The General Manager of ENSSAA, Mr. Ike Ezugwu, stated this on Sunday in an interview with the News Agency of Nigeria (NAN) in Enugu.

Ezugwu said the law establishing the agency said licences and permits must be issued to individuals and organisations for the construction and placement of outdoor structures in any part of the state.

“So it is unlawful for any person to erect, construct, enlarge and operate outdoor structures without first being registered with the agency.

“And once we identify those without approval, we remove them and the owner bears the cost of removing it.

“It is our responsibility to control, regulate and monitor them.

“By licensing them, we have them in our database,” Ezugwu said.

He stressed that the agency was working hard to ensure that the state is rid of illegal billboards and posters, saying “if we stop regulating and controlling them, the environment will be littered with illegal billboards”.
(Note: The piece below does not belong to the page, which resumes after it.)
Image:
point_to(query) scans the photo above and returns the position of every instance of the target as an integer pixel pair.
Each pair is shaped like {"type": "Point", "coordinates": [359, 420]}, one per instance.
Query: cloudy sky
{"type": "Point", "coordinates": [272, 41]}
The General manager explained that the agency was unable to cover all the 27 local government areas in the state due to insufficient manpower but maintained that they are gradually making success.

He, therefore, urged billboard owners in the state to register with the Agency, stating that what they pay forms part of government’s Internally Generated Revenue.

Ezugwu added that the agency collects 10 per cent as a cost of the collection while state and local government councils collect 40 and 60 per cent respectively from the monthly collections.

According to him, state and local government councils usually collect these levy which amounts to double taxation.

“The State House of Assembly later passed ENSSAA law by harmonising these collections and entrusted it to us,” he added.